中性的な顔立ちだということを生かし、女装してその路線に乗る事にしてみた。
実際にした格好は、伸ばした地毛と、女性が最近着ているようなハーフパンツ、普通のTシャツとその上に軽く羽織る物、という構成だった。
ちなみに乳は肉まん×2にしてみた。
そして決行当日、なるべく女らしい行動を心がけつつ、電車がそこそこ込む時間帯を狙いながら俺は電車に乗り込んだ。
しかし、なかなか獲物はかからない。
結局その日は終電まで粘ったものの獲物は現れなかった。
翌日再トライをかけてみた。
するとどうだろう、今度は昨日までとは何か違う雰囲気を感じる。
異様な雰囲気の原因を探ろうと周りをチラ見してみると、何となく怪しい男を発見した。
この男、見た目は普通のサラリーマン風なのだが、何となく常人でない匂いを感じた。
むしろこれは俺と同等の変態の匂いだと俺は感じた。
そして、時は来た。
触ってきた。
艶かしく触ってきた、ケツを。
俺のケツを。男のケツを。
先月イボ痔を治したばかりの俺のケツを触られた瞬間、こんなに艶かしく触ってくるとは思わなかった俺は、突如ヤマジュンやTDNネタを思い出してしまい、本気で「うわぁっぱぁば!」という感じで叫んだ。
すると痴漢は、突如だみ声で奇声をあげた目の前の人間にかなり驚愕したらしく、「おういっ!?」と言って体ごと素早く手を引いた。
しかし俺の方がパニックに陥っていて、「俺、男なのにケツ触られた!すっごくエロく触られた!俺男なのに!俺男なのに!」とワーワー叫んでしまった。

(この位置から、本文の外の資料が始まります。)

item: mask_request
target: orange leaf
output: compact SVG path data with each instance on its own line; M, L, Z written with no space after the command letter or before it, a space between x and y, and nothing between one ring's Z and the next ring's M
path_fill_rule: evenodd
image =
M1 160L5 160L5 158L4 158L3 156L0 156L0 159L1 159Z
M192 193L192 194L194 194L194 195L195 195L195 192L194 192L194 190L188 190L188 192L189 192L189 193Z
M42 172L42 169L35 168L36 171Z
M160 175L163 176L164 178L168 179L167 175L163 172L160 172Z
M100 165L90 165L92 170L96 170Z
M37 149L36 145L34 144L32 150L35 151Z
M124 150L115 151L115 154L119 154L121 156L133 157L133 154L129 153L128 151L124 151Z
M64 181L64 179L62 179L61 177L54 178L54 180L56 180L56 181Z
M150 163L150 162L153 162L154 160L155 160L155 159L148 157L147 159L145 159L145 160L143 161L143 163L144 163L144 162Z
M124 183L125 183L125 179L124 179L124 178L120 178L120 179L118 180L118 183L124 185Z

しかも相当パニクってた俺は更に「胸だって肉まんなのに!木村屋の冷凍肉まんなのに!」と言って肉まんを胸から取り出す始末。
車内の人全員が呆然としつつ、俺と男を見ていた。
俺と男も呆然としていた。
この間、ほんの数十秒ほどだったかも知れないが、この時はこれが数時間位に感じ取れた。
みんな呆然としてると電車が止まった。
そこで我に返った俺は一目散に電車から飛び出し、その勢いで駅から脇目も振らずに飛び出した。
そしたら走ってきたバイクに轢かれて気絶した。
気づいたときは病院のベッドの上だった。
その後、俺のあだ名は「フルスロットル」になった。